Kültürel açıdan zengin markalar, marka kültürüyle uyumlu deneyimler yaratmak amacıyla mağaza içi tasarıma yatırım yapmalı. Çalışanlarının sadece markanın geçmişi ve imajı hakkında değil, markanın faaliyet gösterdiği genel kültürel ve tarihsel bağlam hakkında da bilgili olmasını sağlamalı. Markalar, genç tüketicilerin ve bilgili tüketicilerin kültürel sarmalanmaya bilhassa açık olduğunun ayırdına varmalı ve bu kavrayış, markanın bu tür müşterileri nasıl online'a taşıyacağı konusundaki yaklaşımını da yönlendirmeli.

Bu çalışma, online'a karşı offline alışveriş tartışmasının ürün uygunluğu, satın alma deneyimi, getiri, hatta müşteri hizmetlerinin ötesine geçtiğini ve yüksek kültürel değere sahip markaların geliştirilmesine ilişkin bir tartışmayı içermesi gerektiğini gösteriyor. Perakende deneyimlerdeki çalkantı devam ettiği ölçüde marka kültürüne dayalı net bir demarkasyonun belirmesini bekliyorum: Kültürel açıdan yalın markalar daha verimli bir şekilde online olarak satılırken kültürel açıdan zengin markalar e-ticaretin yanı sıra fiziksel mağazalara sahip olmaktan faydalanacak.
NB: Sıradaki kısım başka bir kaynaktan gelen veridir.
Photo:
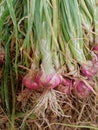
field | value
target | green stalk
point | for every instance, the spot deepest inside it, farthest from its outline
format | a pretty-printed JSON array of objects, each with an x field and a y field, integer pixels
[
  {"x": 72, "y": 30},
  {"x": 6, "y": 72},
  {"x": 12, "y": 14},
  {"x": 55, "y": 47},
  {"x": 26, "y": 43}
]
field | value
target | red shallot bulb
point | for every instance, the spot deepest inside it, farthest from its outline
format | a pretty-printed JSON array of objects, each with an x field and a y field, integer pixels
[{"x": 81, "y": 89}]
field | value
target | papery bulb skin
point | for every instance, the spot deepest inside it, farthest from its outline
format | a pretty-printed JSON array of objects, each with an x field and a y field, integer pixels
[
  {"x": 88, "y": 69},
  {"x": 81, "y": 89},
  {"x": 29, "y": 82},
  {"x": 51, "y": 80}
]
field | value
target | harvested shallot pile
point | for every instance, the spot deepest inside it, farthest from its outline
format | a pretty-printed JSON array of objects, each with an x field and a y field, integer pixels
[{"x": 49, "y": 64}]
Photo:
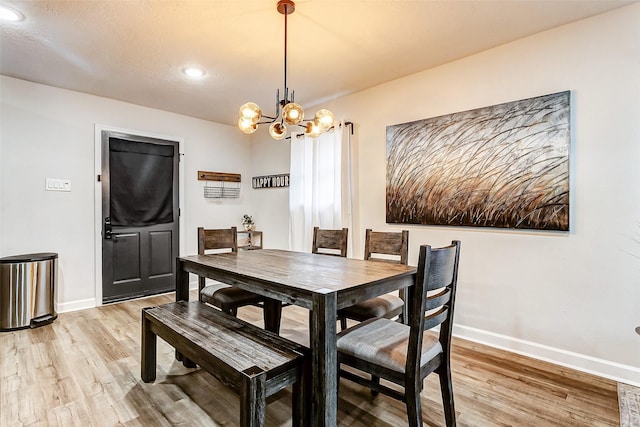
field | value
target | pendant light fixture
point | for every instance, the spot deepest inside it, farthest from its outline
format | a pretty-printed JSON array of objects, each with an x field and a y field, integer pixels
[{"x": 288, "y": 113}]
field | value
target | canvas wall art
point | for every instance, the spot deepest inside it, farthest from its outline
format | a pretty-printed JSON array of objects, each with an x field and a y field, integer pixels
[{"x": 504, "y": 166}]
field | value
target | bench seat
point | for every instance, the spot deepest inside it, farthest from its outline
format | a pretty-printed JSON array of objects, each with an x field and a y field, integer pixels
[{"x": 251, "y": 361}]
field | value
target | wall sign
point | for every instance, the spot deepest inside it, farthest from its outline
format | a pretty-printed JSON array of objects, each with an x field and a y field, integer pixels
[{"x": 271, "y": 181}]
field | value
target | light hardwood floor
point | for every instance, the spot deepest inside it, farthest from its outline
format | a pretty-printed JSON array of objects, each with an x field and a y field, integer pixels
[{"x": 84, "y": 369}]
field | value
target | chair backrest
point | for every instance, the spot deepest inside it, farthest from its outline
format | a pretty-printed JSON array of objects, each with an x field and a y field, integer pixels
[
  {"x": 433, "y": 300},
  {"x": 218, "y": 239},
  {"x": 330, "y": 242},
  {"x": 386, "y": 243}
]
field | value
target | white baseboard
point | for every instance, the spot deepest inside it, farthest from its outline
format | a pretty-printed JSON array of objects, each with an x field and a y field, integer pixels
[
  {"x": 580, "y": 362},
  {"x": 66, "y": 307}
]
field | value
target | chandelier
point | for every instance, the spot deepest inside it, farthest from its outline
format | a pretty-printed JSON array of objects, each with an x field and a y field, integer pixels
[{"x": 287, "y": 111}]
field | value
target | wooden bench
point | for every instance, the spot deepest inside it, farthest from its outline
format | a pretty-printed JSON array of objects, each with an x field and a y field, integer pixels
[{"x": 253, "y": 362}]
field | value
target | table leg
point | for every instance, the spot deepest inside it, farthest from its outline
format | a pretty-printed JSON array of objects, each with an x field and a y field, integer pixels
[
  {"x": 272, "y": 315},
  {"x": 324, "y": 366},
  {"x": 182, "y": 294},
  {"x": 182, "y": 282}
]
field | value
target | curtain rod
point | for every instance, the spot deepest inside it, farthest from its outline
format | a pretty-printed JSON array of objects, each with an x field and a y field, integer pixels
[{"x": 301, "y": 135}]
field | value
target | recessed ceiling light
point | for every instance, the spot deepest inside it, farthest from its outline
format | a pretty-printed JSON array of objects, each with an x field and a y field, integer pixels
[
  {"x": 8, "y": 14},
  {"x": 194, "y": 72}
]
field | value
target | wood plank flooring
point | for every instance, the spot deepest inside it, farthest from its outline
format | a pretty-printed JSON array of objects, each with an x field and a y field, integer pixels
[{"x": 84, "y": 370}]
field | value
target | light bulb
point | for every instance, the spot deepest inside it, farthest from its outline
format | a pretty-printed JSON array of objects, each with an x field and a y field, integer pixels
[
  {"x": 277, "y": 130},
  {"x": 246, "y": 126},
  {"x": 250, "y": 111},
  {"x": 292, "y": 113},
  {"x": 324, "y": 119}
]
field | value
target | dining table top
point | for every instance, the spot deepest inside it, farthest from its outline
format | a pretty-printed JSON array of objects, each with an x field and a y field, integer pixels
[{"x": 301, "y": 274}]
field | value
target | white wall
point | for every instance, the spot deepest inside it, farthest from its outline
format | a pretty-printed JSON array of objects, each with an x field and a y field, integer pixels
[
  {"x": 49, "y": 132},
  {"x": 573, "y": 299}
]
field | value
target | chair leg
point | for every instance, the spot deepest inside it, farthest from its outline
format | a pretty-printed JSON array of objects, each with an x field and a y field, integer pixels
[
  {"x": 446, "y": 389},
  {"x": 376, "y": 380},
  {"x": 272, "y": 315},
  {"x": 414, "y": 406}
]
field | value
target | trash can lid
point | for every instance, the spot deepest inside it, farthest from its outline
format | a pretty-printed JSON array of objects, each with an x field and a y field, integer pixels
[{"x": 41, "y": 256}]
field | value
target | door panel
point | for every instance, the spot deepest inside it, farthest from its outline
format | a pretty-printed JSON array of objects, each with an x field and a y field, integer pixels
[
  {"x": 140, "y": 208},
  {"x": 126, "y": 257},
  {"x": 160, "y": 249}
]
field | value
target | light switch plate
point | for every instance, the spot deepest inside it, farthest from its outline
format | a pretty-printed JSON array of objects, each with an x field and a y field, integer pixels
[{"x": 56, "y": 184}]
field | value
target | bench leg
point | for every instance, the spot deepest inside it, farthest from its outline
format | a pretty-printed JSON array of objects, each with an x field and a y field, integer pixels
[
  {"x": 253, "y": 399},
  {"x": 148, "y": 350},
  {"x": 300, "y": 403}
]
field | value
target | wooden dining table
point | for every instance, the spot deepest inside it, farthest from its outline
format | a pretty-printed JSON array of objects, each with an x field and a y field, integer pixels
[{"x": 321, "y": 283}]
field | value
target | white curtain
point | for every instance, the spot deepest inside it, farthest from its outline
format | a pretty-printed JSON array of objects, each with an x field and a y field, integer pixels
[{"x": 320, "y": 186}]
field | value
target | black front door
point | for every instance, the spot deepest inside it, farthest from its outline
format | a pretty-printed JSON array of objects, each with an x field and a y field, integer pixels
[{"x": 140, "y": 207}]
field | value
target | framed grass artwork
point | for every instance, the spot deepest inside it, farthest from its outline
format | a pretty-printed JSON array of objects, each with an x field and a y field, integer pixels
[{"x": 503, "y": 166}]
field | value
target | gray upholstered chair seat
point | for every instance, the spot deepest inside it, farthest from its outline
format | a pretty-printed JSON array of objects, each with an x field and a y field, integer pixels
[
  {"x": 385, "y": 343},
  {"x": 219, "y": 294},
  {"x": 375, "y": 307}
]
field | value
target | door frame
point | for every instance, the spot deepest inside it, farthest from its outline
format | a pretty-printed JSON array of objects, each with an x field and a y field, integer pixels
[{"x": 97, "y": 222}]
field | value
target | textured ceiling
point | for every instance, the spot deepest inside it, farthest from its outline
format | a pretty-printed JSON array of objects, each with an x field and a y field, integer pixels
[{"x": 134, "y": 51}]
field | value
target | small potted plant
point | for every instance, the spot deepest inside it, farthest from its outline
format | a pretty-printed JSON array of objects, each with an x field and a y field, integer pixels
[{"x": 247, "y": 222}]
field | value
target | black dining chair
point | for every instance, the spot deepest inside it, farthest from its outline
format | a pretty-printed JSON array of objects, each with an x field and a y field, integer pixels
[
  {"x": 229, "y": 298},
  {"x": 385, "y": 247},
  {"x": 406, "y": 354},
  {"x": 330, "y": 242}
]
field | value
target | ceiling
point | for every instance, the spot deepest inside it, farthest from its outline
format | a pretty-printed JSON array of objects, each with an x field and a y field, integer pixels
[{"x": 135, "y": 51}]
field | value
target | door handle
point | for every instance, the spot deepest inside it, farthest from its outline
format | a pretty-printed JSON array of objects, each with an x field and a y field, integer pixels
[{"x": 107, "y": 228}]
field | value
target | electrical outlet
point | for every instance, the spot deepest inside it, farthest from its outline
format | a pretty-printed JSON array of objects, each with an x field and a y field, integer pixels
[{"x": 55, "y": 184}]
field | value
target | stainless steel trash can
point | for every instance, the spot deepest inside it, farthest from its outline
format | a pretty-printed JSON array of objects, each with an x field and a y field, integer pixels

E-ticaret büyümeye, fiziksel perakendenin ayak izi de küçülmeye muhtemelen devam edecek ve bu ortamda marka sahipleri online olarak ve mağazalarda marka kültürünü etkin bir şekilde geliştirmeye odaklanmalı. Müşteriler bir markayı ne kadar iyi anlarsa kültürel değerini takdir etme ihtimalleri de o kadar yüksek olur, bu da müşterilerle ürünler arasında daha güçlü bir bağ oluşmasını sağlar ve alışveriş yapanlara daha büyük bir haz getirir. Aslında perakende mağazalar, markanın anlamlarını iletme ve bağlılığı güçlendirmek gibi net bir hedef doğrultusunda "marka kültürü merkezleri" olarak tasarlanabilir

(Jonathan Z. Zhang, Colorado Eyalet Üniversitesi'nde pazarlama doçenti ve burada dijital dönüşüm ile birlikte çok kanallı perakende araştırmaları yürütüyor. Zhang'ın Columbia Üniversitesi'nden pazarlama alanında doktora derecesi bulunuyor.)

ARAŞTIRMA

* Yazar, çok sayıda büyük çok kanallı perakende ortakla işbirliği içinde, mağazada ya da online olarak, giyim eşyası, giyim aksesuarı, parfüm, saat, mücevher veya şarap satın alan 2 bin 98 perakende müşteriyi kapsayan bir araştırma yürüttü.

* Araştırmaya katılanların yaşı 24 ile 75 arasındaydı. Yüzde 86'sı ABD'deydi ve geri kalanı da büyük ölçüde Avrupa'daydı. Grubun medyan geliri yıllık 83 bin dolardı.

* Marka kültürünün gücünü belirlemek için araştırmaya katılanlara markanın bir dizi insani değer ve ideali ne ölçüde bünyesinde barındırdığını, güçlü bir kültürel deneyim sağlayıp sağlamadığını ve güçlü bir tarihi kültür ya da çağdaş bir kültürü yansıtıp yansıtmadığı soruldu.